1.5.1 Data Extraction and Transformation Using Pandas


In [17]:
def data2df(file_path):
    df = pd.read_csv(
        file_path,
        header=None,
        names=['x1', 'y'])
    df.insert(0, 'x0', 1)
    nRows, nColumns = df.shape
    X = df[['x0','x1']]
    y = df[['y']]
    β = pd.DataFrame(np.zeros(X.shape[1]), columns = ['β'])
    return β, X, y

β_pd, X_pd, y_pd = data2df(file_path_1)

X_pd.head()
y_pd.head()
β_pd.head()
print(f"samples # {X_pd.shape[0]}")


samples # 97

In [18]:
plt.plot(X_pd['x1'], y_pd, 'o', ms = 5)
plt.xlabel('X')
plt.ylabel('Y')
plt.show()



In [19]:
def plot_regression_pd(β, X, y):
#     y_fit = β_fit[0][0] + β_fit[1][0]*X[:,1:]
    y_fit = np.dot(X,β_fit)
    MSE = np.sum((y - y_fit)**2)/y_pd.shape[0]
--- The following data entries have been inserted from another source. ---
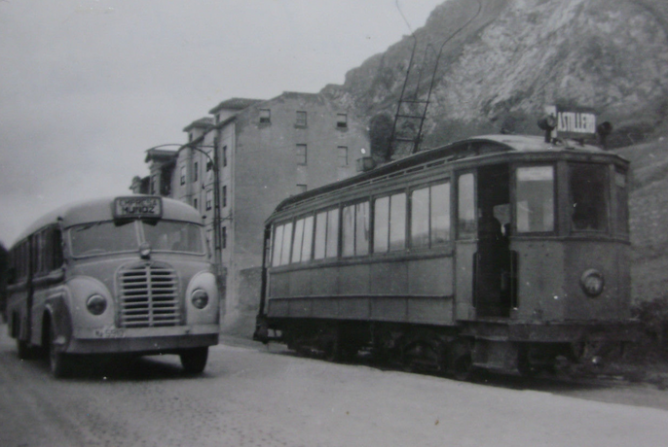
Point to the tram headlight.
(199, 298)
(592, 282)
(96, 304)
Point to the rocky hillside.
(649, 218)
(515, 56)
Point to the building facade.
(265, 151)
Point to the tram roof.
(100, 209)
(457, 150)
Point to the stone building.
(266, 151)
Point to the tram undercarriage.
(457, 351)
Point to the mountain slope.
(517, 56)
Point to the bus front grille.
(148, 297)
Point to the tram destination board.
(574, 122)
(137, 207)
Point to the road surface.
(250, 395)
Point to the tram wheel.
(194, 360)
(24, 351)
(59, 362)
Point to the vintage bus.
(502, 252)
(125, 275)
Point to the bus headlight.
(592, 282)
(96, 304)
(199, 298)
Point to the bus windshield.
(103, 238)
(166, 235)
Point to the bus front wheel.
(194, 360)
(59, 362)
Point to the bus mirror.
(57, 275)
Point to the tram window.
(466, 223)
(622, 202)
(301, 245)
(297, 241)
(326, 234)
(430, 215)
(165, 235)
(278, 245)
(397, 222)
(102, 238)
(534, 208)
(440, 213)
(356, 229)
(332, 233)
(588, 197)
(348, 230)
(287, 236)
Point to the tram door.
(492, 262)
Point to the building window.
(265, 116)
(430, 215)
(343, 156)
(355, 229)
(301, 119)
(300, 153)
(326, 234)
(389, 223)
(209, 199)
(341, 121)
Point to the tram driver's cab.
(536, 232)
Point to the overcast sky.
(86, 86)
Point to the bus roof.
(98, 210)
(455, 151)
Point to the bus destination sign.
(573, 123)
(135, 207)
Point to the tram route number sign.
(137, 207)
(573, 123)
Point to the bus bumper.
(142, 341)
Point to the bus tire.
(59, 362)
(24, 351)
(194, 360)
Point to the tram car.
(501, 252)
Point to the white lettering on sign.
(138, 207)
(576, 122)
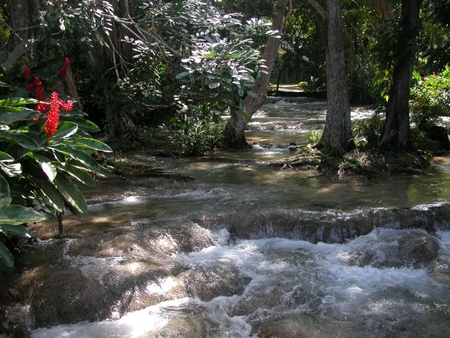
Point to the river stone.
(207, 283)
(187, 327)
(65, 297)
(392, 248)
(14, 321)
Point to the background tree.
(396, 134)
(337, 134)
(234, 132)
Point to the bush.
(45, 155)
(430, 98)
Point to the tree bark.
(337, 134)
(234, 133)
(19, 21)
(396, 136)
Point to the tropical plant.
(431, 98)
(46, 153)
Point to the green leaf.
(80, 175)
(8, 166)
(13, 57)
(5, 198)
(49, 170)
(65, 130)
(214, 85)
(20, 114)
(21, 139)
(71, 194)
(6, 256)
(17, 214)
(93, 144)
(18, 230)
(253, 94)
(52, 194)
(181, 75)
(16, 103)
(88, 126)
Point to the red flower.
(26, 71)
(51, 123)
(39, 95)
(63, 72)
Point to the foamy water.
(297, 280)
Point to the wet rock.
(392, 248)
(188, 327)
(68, 297)
(15, 321)
(207, 283)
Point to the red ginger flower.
(26, 71)
(51, 123)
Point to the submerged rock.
(392, 248)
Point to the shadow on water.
(246, 250)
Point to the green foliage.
(41, 175)
(193, 132)
(431, 98)
(367, 132)
(314, 135)
(210, 67)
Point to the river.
(242, 249)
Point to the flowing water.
(223, 255)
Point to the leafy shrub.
(431, 98)
(45, 155)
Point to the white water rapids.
(296, 284)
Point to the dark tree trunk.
(337, 134)
(19, 19)
(396, 134)
(234, 133)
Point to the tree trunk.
(234, 133)
(337, 134)
(396, 134)
(19, 21)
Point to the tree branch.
(319, 8)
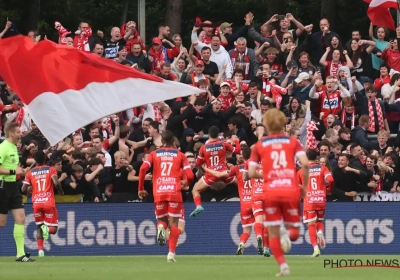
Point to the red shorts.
(277, 211)
(258, 207)
(168, 208)
(246, 216)
(182, 217)
(46, 215)
(313, 215)
(209, 179)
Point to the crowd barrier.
(130, 229)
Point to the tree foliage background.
(344, 15)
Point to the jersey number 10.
(41, 183)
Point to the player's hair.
(123, 131)
(40, 157)
(10, 128)
(119, 154)
(311, 154)
(213, 132)
(76, 168)
(168, 138)
(274, 120)
(246, 153)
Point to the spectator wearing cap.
(139, 57)
(21, 117)
(226, 30)
(226, 96)
(111, 47)
(98, 49)
(218, 53)
(304, 84)
(197, 74)
(258, 114)
(158, 54)
(244, 58)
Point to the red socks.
(258, 228)
(275, 244)
(173, 239)
(163, 224)
(40, 244)
(197, 200)
(293, 234)
(313, 234)
(244, 237)
(265, 238)
(319, 226)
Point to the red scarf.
(344, 117)
(62, 33)
(371, 114)
(158, 59)
(241, 61)
(83, 39)
(20, 117)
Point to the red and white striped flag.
(66, 89)
(379, 13)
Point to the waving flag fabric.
(379, 13)
(66, 89)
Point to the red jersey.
(42, 185)
(167, 164)
(232, 85)
(316, 188)
(213, 154)
(244, 187)
(330, 103)
(277, 154)
(226, 101)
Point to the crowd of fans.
(333, 93)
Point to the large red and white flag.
(66, 89)
(379, 13)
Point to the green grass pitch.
(187, 268)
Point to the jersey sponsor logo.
(164, 153)
(331, 103)
(166, 188)
(214, 147)
(316, 199)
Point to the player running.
(213, 153)
(315, 200)
(244, 188)
(277, 152)
(258, 206)
(167, 164)
(40, 181)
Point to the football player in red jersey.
(315, 200)
(213, 154)
(41, 181)
(282, 193)
(258, 206)
(167, 163)
(244, 188)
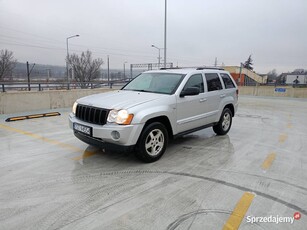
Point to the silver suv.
(155, 107)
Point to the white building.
(293, 78)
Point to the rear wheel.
(152, 142)
(224, 124)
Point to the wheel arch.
(163, 120)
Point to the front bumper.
(128, 134)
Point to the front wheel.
(224, 124)
(152, 142)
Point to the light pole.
(165, 34)
(77, 35)
(159, 58)
(125, 70)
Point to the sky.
(274, 32)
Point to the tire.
(224, 124)
(152, 142)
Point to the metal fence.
(40, 86)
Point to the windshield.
(165, 83)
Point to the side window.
(213, 81)
(195, 81)
(227, 81)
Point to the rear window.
(227, 81)
(213, 81)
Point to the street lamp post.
(165, 24)
(68, 81)
(159, 58)
(125, 70)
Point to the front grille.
(92, 114)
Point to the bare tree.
(248, 63)
(85, 68)
(7, 63)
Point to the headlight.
(74, 108)
(121, 117)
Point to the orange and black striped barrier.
(19, 118)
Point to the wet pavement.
(257, 173)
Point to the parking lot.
(51, 180)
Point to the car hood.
(121, 99)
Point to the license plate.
(83, 129)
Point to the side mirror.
(191, 91)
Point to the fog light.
(115, 135)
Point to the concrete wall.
(15, 102)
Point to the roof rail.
(217, 68)
(193, 67)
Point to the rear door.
(191, 109)
(214, 95)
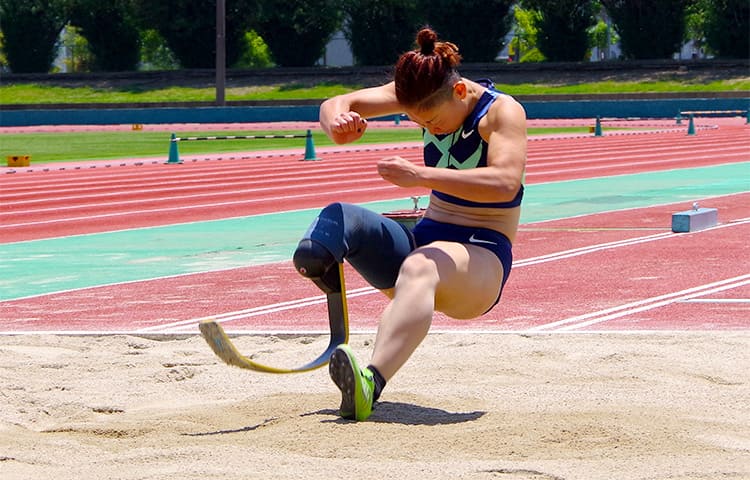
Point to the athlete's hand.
(347, 127)
(399, 171)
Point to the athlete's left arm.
(504, 130)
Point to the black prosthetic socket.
(379, 382)
(314, 261)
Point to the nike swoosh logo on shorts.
(473, 239)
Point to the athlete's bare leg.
(434, 277)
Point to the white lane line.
(587, 319)
(257, 311)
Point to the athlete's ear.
(459, 90)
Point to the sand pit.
(493, 406)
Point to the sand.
(467, 406)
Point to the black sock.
(379, 382)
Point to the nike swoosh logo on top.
(473, 239)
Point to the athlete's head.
(426, 79)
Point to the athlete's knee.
(314, 261)
(419, 267)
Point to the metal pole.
(221, 57)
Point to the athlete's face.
(445, 117)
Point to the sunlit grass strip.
(38, 94)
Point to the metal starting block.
(693, 220)
(408, 218)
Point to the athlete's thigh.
(470, 278)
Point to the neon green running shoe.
(357, 386)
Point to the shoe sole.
(342, 374)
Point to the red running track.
(619, 270)
(43, 204)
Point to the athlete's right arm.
(343, 118)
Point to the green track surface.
(60, 264)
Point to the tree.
(727, 26)
(111, 31)
(379, 31)
(297, 31)
(523, 47)
(31, 29)
(478, 27)
(562, 27)
(648, 29)
(189, 28)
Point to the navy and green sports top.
(464, 149)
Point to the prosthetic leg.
(338, 321)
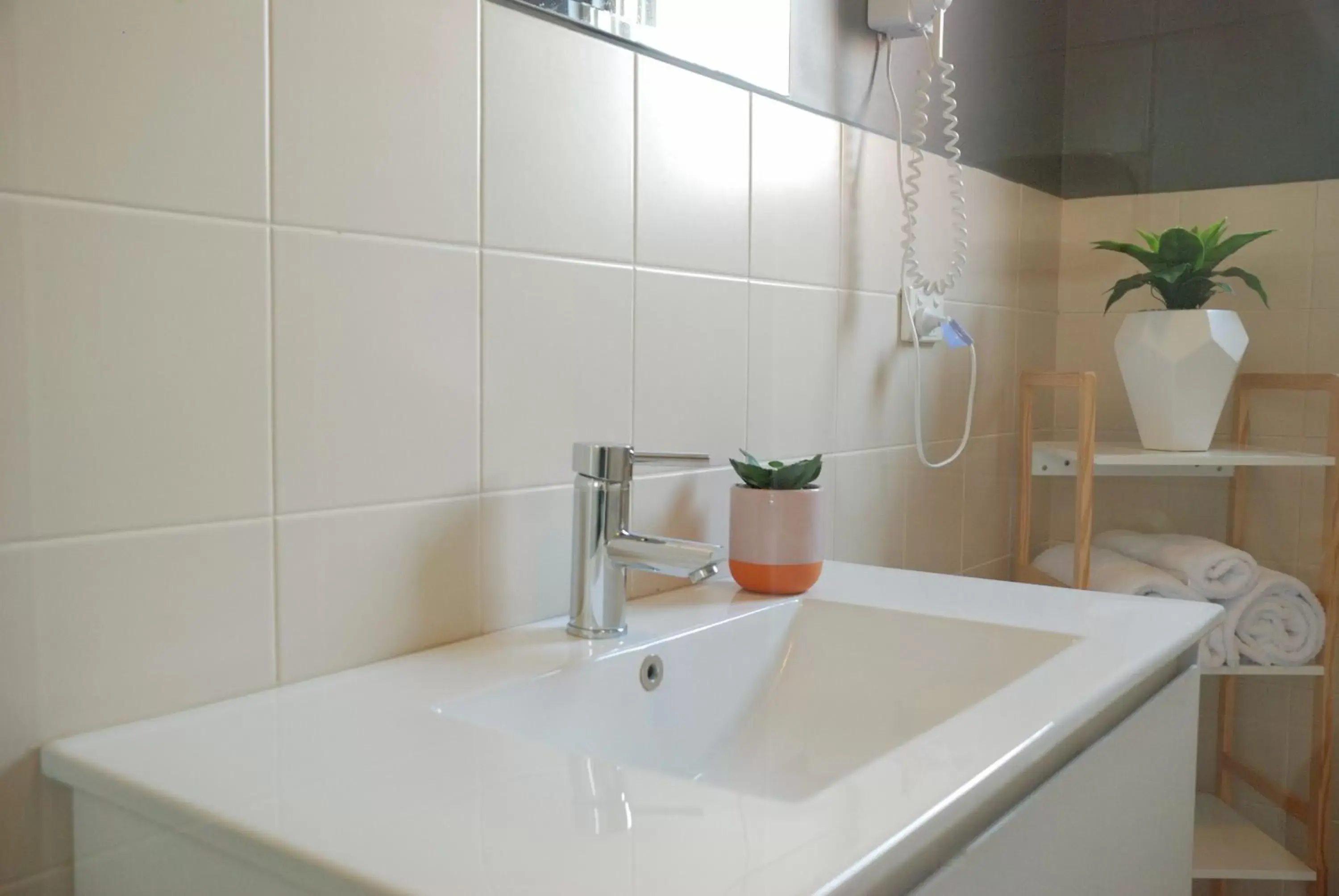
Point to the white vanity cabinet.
(1116, 821)
(891, 733)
    plt.plot(X['x1'], y, 'o', X['x1'], y_fit, '-')
    plt.xlabel("X")
    plt.ylabel("Y")
    print (f"\tβ_0 {β_fit[0][0]:.5f}\n",
           f"\tβ_1 {β_fit[1][0]:.5f}\n",
           f"\tY = {β_fit[0][0]:.2f} + {β_fit[1][0]:.2f} * X\n"
           f"\tMSE {MSE[0]:.2f}"
          )
    return plt.show()

1.5.2 Analytical Approach Using Pandas


In [20]:
β_fit_pd = linear_regression_analytical(X_pd, y_pd)
plot_regression_pd(β_fit_pd, X_pd, y_pd)


	β_0 -3.24140
 	β_1 1.12729
 	Y = -3.24 + 1.13 * X
	MSE 9.03

1.5.3 Gradient-Descent Approach Using Pandas


In [22]:
α = 0.01
iterations = 1000

β_fit_pd = get_gradient_descent(β_pd, X_pd, y_pd, α, iterations)
plot_regression_pd(β_fit_pd[0], X_pd, y_pd)
# costVector = gradient_descent(β, X, y, α, iterations)[1]
# plot_convergence(costVector, iterations)


	β_0 -3.24140
 	β_1 1.12729
 	Y = -3.24 + 1.13 * X
	MSE 9.03

2 Multivariate Linear Regression


In [23]:
file_path = '../course_materials/ex1data2.txt'

2.1 Data Extraction and Transformation


In [25]:
df = pd.read_csv(file_path, header = None, names = ['x1', 'x2', 'y'])
df.insert(0, 'x0', 1)
nRows, nColumns = df.shape
X = df[['x0','x1', 'x2']]
y = df[['y']]
β_pd = pd.DataFrame(np.zeros(X.shape[1]), columns = ['β'])

df.head()
X.head()
y.head()
β_pd.head()
print(f"samples # {df.shape[0]}")


samples # 47

In [ ]: